By Dr. Killeen, published on December 15, 2025
If your reconstruction implants are really hard, that is likely a capsular contracture — you deserve to live without pain and to have soft breasts.
If you examine breast cancer reconstruction patients, you'll often find that their implants feel firmer than those in cosmetic augmentation patients. This is by design — and here's why.
After a mastectomy, there is very little tissue over the implant. Instead of a normal layer of breast tissue like a cosmetic augmentation patient would have, reconstruction patients have just a thin layer of skin and subcutaneous fat.
This means the implant can be more visible — and every single implant ripples. How much you see the rippling depends on:
Breast implants come in different firmness levels — some are softer, some are firmer. Firmer implants ripple less, which is why they're often chosen preferentially for breast reconstruction patients. With so little tissue coverage, minimizing visible rippling makes a significant difference in the aesthetic result.
So yes — reconstruction implants are, in fact, firmer than what's typically used in cosmetic breast augmentation, and that's intentional.

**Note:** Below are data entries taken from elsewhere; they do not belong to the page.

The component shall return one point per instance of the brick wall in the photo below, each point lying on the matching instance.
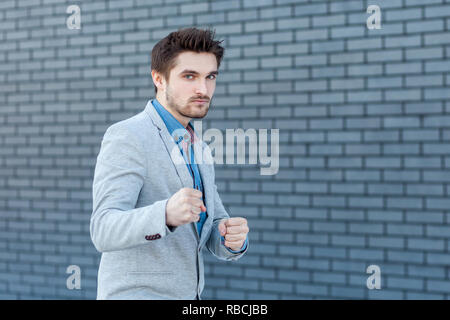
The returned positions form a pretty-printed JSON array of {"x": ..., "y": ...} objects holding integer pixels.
[{"x": 364, "y": 119}]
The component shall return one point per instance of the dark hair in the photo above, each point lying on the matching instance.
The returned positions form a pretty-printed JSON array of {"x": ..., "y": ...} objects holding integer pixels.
[{"x": 165, "y": 52}]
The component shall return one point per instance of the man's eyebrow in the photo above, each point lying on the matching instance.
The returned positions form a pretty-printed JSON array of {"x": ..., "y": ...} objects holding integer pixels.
[{"x": 195, "y": 72}]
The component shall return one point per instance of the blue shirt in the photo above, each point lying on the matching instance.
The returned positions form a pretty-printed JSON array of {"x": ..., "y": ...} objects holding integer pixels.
[{"x": 179, "y": 133}]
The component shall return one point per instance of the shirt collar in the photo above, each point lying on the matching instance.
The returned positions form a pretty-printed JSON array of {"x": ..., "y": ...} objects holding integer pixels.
[{"x": 175, "y": 128}]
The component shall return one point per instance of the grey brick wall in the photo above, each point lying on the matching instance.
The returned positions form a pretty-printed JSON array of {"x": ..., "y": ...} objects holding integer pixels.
[{"x": 364, "y": 119}]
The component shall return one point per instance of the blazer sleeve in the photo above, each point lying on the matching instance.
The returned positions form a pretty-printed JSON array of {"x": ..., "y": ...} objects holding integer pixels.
[
  {"x": 215, "y": 244},
  {"x": 120, "y": 171}
]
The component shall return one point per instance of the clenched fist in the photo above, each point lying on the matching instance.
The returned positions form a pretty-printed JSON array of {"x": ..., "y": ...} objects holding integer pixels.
[
  {"x": 234, "y": 230},
  {"x": 184, "y": 207}
]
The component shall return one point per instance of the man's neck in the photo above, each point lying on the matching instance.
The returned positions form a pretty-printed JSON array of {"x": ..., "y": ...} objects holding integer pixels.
[{"x": 182, "y": 119}]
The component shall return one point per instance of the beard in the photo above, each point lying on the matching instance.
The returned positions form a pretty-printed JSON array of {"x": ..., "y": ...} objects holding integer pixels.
[{"x": 188, "y": 110}]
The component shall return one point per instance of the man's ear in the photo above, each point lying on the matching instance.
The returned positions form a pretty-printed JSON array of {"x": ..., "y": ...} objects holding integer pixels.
[{"x": 158, "y": 79}]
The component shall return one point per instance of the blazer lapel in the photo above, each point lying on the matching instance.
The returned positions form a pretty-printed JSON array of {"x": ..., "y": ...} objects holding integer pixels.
[{"x": 171, "y": 147}]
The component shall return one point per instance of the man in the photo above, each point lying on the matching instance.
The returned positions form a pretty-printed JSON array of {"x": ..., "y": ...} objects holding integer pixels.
[{"x": 155, "y": 205}]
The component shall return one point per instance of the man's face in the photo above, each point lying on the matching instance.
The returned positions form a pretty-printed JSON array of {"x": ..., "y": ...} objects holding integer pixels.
[{"x": 192, "y": 78}]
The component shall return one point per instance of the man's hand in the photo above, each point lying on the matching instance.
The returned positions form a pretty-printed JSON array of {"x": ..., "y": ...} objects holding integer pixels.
[
  {"x": 234, "y": 230},
  {"x": 184, "y": 207}
]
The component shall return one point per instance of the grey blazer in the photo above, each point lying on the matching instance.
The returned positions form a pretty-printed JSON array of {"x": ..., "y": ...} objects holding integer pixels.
[{"x": 137, "y": 170}]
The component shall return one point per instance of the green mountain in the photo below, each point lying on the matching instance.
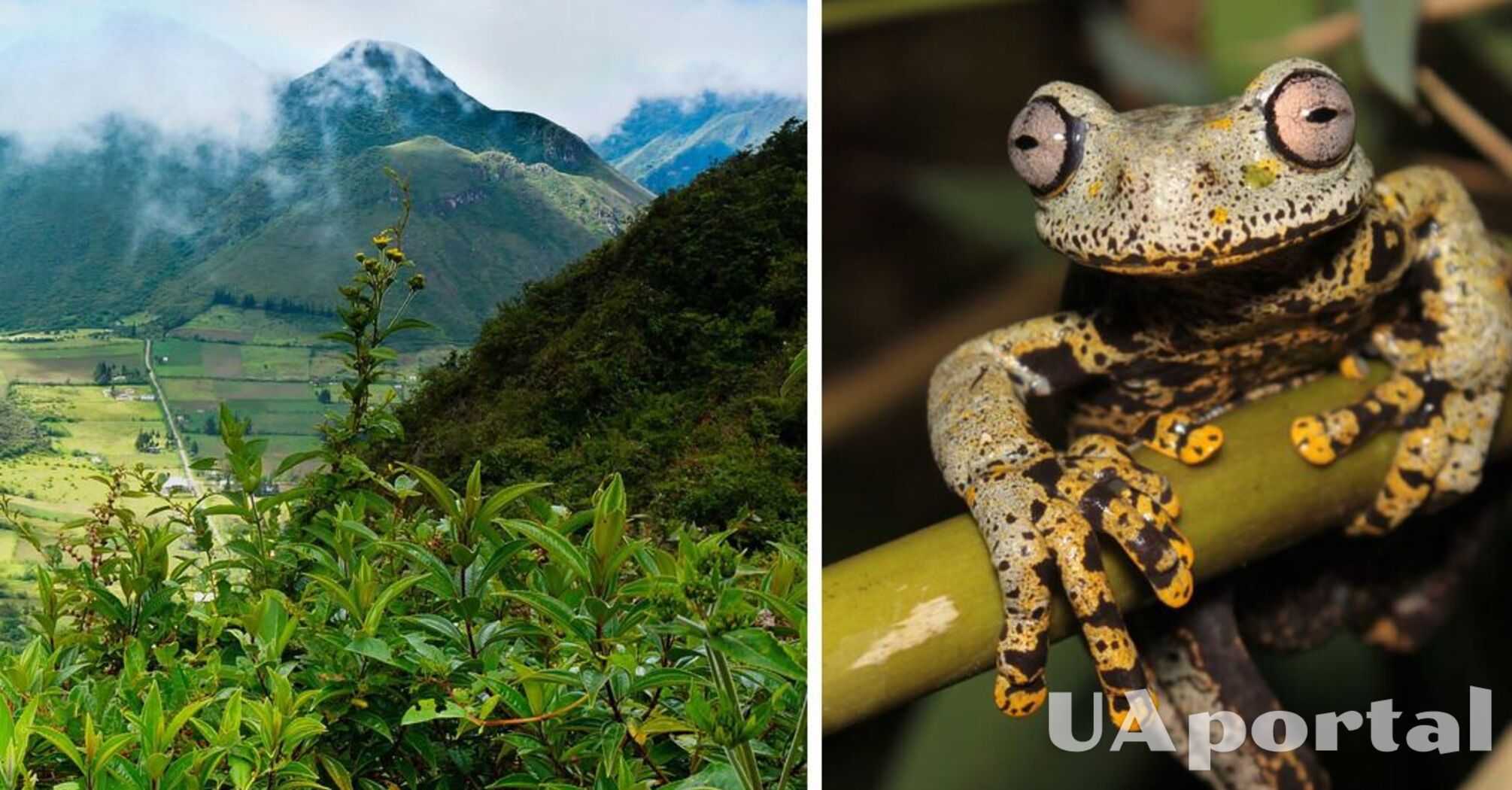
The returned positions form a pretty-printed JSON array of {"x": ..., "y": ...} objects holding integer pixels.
[
  {"x": 660, "y": 354},
  {"x": 136, "y": 224},
  {"x": 664, "y": 143}
]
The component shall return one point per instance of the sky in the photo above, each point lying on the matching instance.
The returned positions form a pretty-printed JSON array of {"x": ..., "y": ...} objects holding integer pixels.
[{"x": 208, "y": 68}]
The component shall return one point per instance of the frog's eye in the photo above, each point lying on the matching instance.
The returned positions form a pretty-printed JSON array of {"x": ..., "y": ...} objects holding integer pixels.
[
  {"x": 1045, "y": 144},
  {"x": 1310, "y": 120}
]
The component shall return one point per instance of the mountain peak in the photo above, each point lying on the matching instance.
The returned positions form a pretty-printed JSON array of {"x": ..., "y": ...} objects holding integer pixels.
[{"x": 378, "y": 68}]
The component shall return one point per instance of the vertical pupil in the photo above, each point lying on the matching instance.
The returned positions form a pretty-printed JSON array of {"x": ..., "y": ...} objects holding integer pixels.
[{"x": 1320, "y": 115}]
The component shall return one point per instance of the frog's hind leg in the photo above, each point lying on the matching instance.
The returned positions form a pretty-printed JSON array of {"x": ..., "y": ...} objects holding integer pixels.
[
  {"x": 1199, "y": 665},
  {"x": 1450, "y": 359}
]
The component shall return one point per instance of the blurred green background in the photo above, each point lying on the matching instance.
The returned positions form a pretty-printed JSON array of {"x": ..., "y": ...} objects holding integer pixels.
[{"x": 929, "y": 241}]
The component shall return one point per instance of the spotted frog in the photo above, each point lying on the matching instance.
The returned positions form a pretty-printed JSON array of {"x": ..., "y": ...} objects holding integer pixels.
[{"x": 1236, "y": 248}]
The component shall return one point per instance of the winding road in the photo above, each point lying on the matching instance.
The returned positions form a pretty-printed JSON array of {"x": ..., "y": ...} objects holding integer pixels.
[{"x": 173, "y": 424}]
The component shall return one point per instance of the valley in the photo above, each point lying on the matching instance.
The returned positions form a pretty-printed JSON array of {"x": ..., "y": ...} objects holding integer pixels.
[{"x": 93, "y": 400}]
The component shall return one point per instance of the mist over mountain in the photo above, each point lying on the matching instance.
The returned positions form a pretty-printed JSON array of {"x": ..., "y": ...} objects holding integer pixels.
[
  {"x": 147, "y": 224},
  {"x": 664, "y": 143}
]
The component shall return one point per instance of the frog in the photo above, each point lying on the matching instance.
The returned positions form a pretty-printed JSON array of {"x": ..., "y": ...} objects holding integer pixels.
[{"x": 1218, "y": 254}]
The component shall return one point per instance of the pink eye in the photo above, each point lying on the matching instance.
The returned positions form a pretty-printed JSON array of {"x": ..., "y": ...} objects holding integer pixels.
[
  {"x": 1310, "y": 120},
  {"x": 1045, "y": 144}
]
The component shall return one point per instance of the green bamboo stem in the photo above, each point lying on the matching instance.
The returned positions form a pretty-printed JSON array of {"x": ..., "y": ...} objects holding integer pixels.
[{"x": 923, "y": 612}]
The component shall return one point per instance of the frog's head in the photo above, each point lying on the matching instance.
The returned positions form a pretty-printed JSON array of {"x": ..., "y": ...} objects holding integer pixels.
[{"x": 1181, "y": 190}]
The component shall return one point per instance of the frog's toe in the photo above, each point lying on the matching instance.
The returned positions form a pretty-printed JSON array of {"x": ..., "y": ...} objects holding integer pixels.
[
  {"x": 1113, "y": 651},
  {"x": 1025, "y": 573},
  {"x": 1323, "y": 438},
  {"x": 1422, "y": 454},
  {"x": 1470, "y": 420},
  {"x": 1180, "y": 436},
  {"x": 1134, "y": 507},
  {"x": 1019, "y": 700}
]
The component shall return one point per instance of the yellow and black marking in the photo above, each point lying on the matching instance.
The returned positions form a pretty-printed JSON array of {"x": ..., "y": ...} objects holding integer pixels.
[
  {"x": 1180, "y": 436},
  {"x": 1202, "y": 285}
]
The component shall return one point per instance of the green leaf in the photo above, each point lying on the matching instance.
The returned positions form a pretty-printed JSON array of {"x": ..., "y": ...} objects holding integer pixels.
[
  {"x": 555, "y": 544},
  {"x": 440, "y": 492},
  {"x": 384, "y": 598},
  {"x": 372, "y": 648},
  {"x": 552, "y": 609},
  {"x": 502, "y": 497},
  {"x": 761, "y": 649},
  {"x": 295, "y": 460},
  {"x": 64, "y": 745},
  {"x": 425, "y": 710},
  {"x": 338, "y": 772},
  {"x": 1389, "y": 34}
]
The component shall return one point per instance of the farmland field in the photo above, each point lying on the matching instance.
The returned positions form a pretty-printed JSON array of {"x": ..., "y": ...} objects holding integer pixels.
[{"x": 269, "y": 368}]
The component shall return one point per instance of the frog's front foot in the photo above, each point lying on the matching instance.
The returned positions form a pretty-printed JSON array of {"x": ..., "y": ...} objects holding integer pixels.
[
  {"x": 1443, "y": 447},
  {"x": 1180, "y": 436},
  {"x": 1040, "y": 524}
]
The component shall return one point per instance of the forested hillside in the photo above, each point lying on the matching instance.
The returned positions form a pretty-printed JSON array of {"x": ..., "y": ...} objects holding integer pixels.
[{"x": 658, "y": 354}]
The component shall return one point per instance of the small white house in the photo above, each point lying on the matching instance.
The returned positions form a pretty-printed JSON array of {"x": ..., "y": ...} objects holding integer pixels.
[{"x": 178, "y": 485}]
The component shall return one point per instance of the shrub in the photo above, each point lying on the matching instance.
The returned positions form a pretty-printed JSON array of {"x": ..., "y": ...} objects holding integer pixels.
[{"x": 375, "y": 628}]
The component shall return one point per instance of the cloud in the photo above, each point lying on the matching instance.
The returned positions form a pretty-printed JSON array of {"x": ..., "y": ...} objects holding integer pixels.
[
  {"x": 579, "y": 62},
  {"x": 64, "y": 82}
]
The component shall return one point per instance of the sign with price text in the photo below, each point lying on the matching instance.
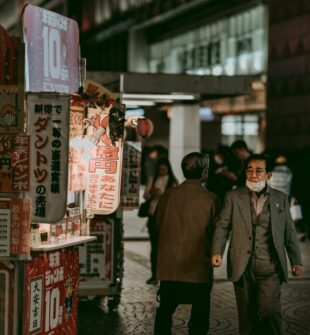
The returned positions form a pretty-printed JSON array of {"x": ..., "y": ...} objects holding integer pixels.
[
  {"x": 51, "y": 295},
  {"x": 52, "y": 51}
]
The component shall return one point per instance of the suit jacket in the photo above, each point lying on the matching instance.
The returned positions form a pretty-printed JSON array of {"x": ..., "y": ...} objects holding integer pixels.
[
  {"x": 235, "y": 218},
  {"x": 185, "y": 220}
]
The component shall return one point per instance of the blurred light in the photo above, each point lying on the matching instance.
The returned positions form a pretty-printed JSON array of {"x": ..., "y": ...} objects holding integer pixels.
[
  {"x": 230, "y": 67},
  {"x": 157, "y": 97},
  {"x": 136, "y": 103},
  {"x": 217, "y": 70},
  {"x": 258, "y": 61},
  {"x": 206, "y": 114},
  {"x": 135, "y": 112}
]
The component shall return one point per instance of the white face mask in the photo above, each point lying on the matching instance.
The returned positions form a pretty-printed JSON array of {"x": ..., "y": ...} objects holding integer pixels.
[{"x": 256, "y": 187}]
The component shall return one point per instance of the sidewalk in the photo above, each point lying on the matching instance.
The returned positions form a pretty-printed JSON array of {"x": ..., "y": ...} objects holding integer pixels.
[
  {"x": 136, "y": 312},
  {"x": 135, "y": 230}
]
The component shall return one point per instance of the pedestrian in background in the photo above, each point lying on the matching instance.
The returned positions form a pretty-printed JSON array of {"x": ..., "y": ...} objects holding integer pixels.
[
  {"x": 185, "y": 221},
  {"x": 281, "y": 178},
  {"x": 155, "y": 188},
  {"x": 259, "y": 220},
  {"x": 234, "y": 171}
]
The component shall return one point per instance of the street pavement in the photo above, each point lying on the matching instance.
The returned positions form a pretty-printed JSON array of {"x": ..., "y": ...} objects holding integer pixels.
[{"x": 136, "y": 311}]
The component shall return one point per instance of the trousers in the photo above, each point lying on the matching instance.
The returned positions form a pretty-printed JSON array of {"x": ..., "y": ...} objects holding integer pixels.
[
  {"x": 258, "y": 297},
  {"x": 173, "y": 293}
]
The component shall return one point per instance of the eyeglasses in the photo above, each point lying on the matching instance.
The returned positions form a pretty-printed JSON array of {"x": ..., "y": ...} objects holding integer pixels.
[{"x": 258, "y": 172}]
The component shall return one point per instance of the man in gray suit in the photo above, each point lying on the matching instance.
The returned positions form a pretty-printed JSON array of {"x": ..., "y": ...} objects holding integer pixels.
[{"x": 258, "y": 219}]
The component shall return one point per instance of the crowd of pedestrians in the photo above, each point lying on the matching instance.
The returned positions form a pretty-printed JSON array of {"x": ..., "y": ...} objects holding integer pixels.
[{"x": 229, "y": 196}]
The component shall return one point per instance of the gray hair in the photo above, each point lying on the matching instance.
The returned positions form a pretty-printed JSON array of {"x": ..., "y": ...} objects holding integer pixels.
[{"x": 194, "y": 164}]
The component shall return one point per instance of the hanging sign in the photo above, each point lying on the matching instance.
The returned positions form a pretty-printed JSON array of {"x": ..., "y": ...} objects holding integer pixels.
[
  {"x": 5, "y": 219},
  {"x": 48, "y": 126},
  {"x": 51, "y": 295},
  {"x": 11, "y": 109},
  {"x": 52, "y": 51},
  {"x": 96, "y": 269},
  {"x": 104, "y": 166},
  {"x": 131, "y": 175}
]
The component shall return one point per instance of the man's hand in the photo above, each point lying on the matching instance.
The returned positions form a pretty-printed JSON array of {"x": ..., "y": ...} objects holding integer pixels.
[
  {"x": 296, "y": 270},
  {"x": 216, "y": 260}
]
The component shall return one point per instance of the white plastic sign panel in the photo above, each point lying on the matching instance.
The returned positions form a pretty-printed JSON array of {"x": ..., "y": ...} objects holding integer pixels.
[
  {"x": 52, "y": 51},
  {"x": 48, "y": 127}
]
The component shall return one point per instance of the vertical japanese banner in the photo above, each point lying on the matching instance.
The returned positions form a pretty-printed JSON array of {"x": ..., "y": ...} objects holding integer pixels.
[
  {"x": 14, "y": 227},
  {"x": 5, "y": 221},
  {"x": 131, "y": 175},
  {"x": 96, "y": 257},
  {"x": 6, "y": 299},
  {"x": 77, "y": 163},
  {"x": 20, "y": 227},
  {"x": 48, "y": 127},
  {"x": 14, "y": 163},
  {"x": 21, "y": 163},
  {"x": 52, "y": 51},
  {"x": 11, "y": 109},
  {"x": 104, "y": 167},
  {"x": 51, "y": 293}
]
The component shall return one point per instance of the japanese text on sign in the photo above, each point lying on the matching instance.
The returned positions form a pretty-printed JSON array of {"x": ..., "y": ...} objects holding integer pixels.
[{"x": 48, "y": 125}]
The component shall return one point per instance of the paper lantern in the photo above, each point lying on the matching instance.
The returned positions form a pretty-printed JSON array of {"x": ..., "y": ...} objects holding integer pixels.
[{"x": 144, "y": 128}]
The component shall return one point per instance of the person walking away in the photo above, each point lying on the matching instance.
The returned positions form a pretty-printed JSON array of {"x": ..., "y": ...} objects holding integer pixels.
[
  {"x": 281, "y": 177},
  {"x": 155, "y": 188},
  {"x": 185, "y": 221},
  {"x": 259, "y": 222},
  {"x": 234, "y": 171}
]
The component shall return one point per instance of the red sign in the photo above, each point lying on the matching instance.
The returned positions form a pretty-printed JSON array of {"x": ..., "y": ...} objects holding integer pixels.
[
  {"x": 7, "y": 299},
  {"x": 52, "y": 51},
  {"x": 96, "y": 268},
  {"x": 51, "y": 294},
  {"x": 104, "y": 166},
  {"x": 20, "y": 227}
]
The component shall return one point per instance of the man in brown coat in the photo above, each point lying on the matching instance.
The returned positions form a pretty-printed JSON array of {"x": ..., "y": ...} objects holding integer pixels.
[{"x": 185, "y": 217}]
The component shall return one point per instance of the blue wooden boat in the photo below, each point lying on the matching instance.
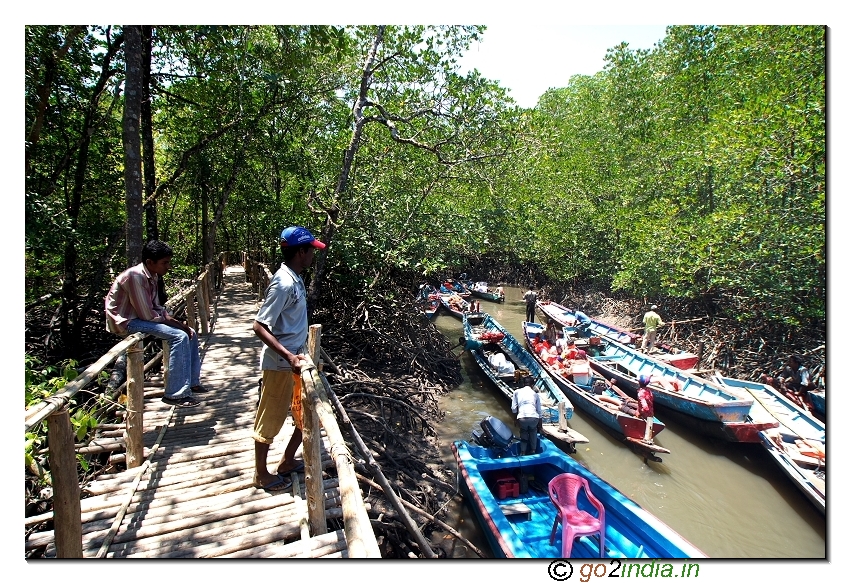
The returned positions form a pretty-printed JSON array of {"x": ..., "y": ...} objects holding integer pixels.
[
  {"x": 429, "y": 300},
  {"x": 518, "y": 524},
  {"x": 798, "y": 444},
  {"x": 590, "y": 393},
  {"x": 717, "y": 411},
  {"x": 490, "y": 345},
  {"x": 455, "y": 304},
  {"x": 565, "y": 317}
]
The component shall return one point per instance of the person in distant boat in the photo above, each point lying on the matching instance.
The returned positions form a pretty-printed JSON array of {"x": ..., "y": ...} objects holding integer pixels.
[
  {"x": 526, "y": 406},
  {"x": 651, "y": 322},
  {"x": 281, "y": 324},
  {"x": 551, "y": 334},
  {"x": 795, "y": 377},
  {"x": 574, "y": 353},
  {"x": 646, "y": 404},
  {"x": 530, "y": 298},
  {"x": 582, "y": 321}
]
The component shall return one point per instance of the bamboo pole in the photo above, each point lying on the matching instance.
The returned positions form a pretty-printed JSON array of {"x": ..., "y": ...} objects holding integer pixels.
[
  {"x": 134, "y": 419},
  {"x": 66, "y": 490},
  {"x": 433, "y": 519},
  {"x": 375, "y": 469},
  {"x": 358, "y": 531},
  {"x": 191, "y": 320},
  {"x": 203, "y": 306},
  {"x": 312, "y": 443}
]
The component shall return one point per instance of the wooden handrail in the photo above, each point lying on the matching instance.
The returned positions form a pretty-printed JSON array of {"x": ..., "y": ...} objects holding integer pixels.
[
  {"x": 63, "y": 462},
  {"x": 38, "y": 413},
  {"x": 358, "y": 532}
]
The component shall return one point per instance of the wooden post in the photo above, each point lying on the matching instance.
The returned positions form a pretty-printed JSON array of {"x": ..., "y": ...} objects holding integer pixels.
[
  {"x": 191, "y": 320},
  {"x": 134, "y": 419},
  {"x": 166, "y": 351},
  {"x": 312, "y": 446},
  {"x": 359, "y": 535},
  {"x": 203, "y": 309},
  {"x": 67, "y": 524}
]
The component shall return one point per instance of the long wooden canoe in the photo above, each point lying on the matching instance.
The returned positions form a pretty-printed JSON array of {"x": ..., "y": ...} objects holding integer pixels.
[
  {"x": 597, "y": 400},
  {"x": 490, "y": 343},
  {"x": 663, "y": 352},
  {"x": 518, "y": 523},
  {"x": 798, "y": 444}
]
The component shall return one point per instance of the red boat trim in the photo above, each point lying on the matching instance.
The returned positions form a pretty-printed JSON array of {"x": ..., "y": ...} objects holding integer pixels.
[{"x": 503, "y": 545}]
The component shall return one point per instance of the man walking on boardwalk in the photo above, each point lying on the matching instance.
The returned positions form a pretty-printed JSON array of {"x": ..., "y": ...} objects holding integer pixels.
[
  {"x": 132, "y": 305},
  {"x": 281, "y": 324},
  {"x": 651, "y": 323}
]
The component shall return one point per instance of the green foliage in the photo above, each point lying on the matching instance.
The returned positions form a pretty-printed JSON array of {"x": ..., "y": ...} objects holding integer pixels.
[{"x": 693, "y": 169}]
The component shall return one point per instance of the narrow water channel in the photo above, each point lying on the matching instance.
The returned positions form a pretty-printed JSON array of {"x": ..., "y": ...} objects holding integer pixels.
[{"x": 728, "y": 499}]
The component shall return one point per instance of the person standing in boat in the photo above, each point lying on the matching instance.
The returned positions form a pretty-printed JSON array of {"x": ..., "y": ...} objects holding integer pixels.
[
  {"x": 525, "y": 405},
  {"x": 651, "y": 322},
  {"x": 582, "y": 321},
  {"x": 530, "y": 298},
  {"x": 551, "y": 334}
]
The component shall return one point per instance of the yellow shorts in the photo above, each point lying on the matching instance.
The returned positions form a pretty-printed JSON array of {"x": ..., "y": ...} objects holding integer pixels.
[{"x": 274, "y": 404}]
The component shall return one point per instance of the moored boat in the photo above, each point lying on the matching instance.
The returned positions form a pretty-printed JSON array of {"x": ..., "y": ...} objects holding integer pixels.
[
  {"x": 592, "y": 394},
  {"x": 480, "y": 289},
  {"x": 509, "y": 496},
  {"x": 709, "y": 408},
  {"x": 455, "y": 304},
  {"x": 797, "y": 444},
  {"x": 663, "y": 352},
  {"x": 505, "y": 362}
]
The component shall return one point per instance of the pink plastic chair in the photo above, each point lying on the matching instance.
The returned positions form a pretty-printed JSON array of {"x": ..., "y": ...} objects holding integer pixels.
[{"x": 564, "y": 490}]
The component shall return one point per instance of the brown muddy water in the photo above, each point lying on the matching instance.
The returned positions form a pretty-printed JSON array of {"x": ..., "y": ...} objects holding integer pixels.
[{"x": 728, "y": 499}]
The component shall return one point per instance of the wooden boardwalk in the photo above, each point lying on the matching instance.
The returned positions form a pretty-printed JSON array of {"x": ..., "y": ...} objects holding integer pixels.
[{"x": 193, "y": 497}]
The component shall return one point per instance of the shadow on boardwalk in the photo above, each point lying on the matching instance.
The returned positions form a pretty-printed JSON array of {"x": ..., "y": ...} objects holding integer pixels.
[{"x": 194, "y": 497}]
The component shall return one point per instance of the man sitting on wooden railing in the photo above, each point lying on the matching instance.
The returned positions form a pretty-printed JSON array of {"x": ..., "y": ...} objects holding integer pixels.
[{"x": 132, "y": 305}]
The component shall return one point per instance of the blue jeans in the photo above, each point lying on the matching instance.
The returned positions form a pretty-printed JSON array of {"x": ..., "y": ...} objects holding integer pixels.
[{"x": 184, "y": 359}]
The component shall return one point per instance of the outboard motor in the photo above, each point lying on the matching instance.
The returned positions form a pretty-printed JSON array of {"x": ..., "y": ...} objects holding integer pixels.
[{"x": 493, "y": 433}]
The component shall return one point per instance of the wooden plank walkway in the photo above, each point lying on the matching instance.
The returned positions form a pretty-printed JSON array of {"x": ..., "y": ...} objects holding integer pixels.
[{"x": 194, "y": 497}]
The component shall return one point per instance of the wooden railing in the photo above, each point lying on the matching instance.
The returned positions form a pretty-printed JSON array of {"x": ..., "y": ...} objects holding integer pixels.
[
  {"x": 317, "y": 414},
  {"x": 62, "y": 454}
]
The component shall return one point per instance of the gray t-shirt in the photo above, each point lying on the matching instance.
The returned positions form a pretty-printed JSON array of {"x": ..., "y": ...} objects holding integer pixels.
[{"x": 284, "y": 311}]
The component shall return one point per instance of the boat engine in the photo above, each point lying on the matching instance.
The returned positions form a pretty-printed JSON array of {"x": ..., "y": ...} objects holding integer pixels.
[{"x": 493, "y": 433}]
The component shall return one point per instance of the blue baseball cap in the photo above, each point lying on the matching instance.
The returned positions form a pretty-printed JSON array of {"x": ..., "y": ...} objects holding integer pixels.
[{"x": 299, "y": 236}]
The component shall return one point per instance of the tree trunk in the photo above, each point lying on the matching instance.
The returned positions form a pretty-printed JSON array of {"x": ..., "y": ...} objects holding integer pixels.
[
  {"x": 132, "y": 142},
  {"x": 151, "y": 223},
  {"x": 329, "y": 230}
]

This is an important distinction. Although reconstruction implants are firmer than cosmetically placed implants, they are still silicone and they should still feel soft. If you previously had cosmetic implants and then had a mastectomy with reconstruction, you will notice the difference — but the implants shouldn't feel hard.
If your reconstruction implants are really hard, that is likely a capsular contracture. You should be evaluated because you deserve to live without pain and to have soft breasts. Capsular contracture is treatable, and no one should just accept it as the way things are.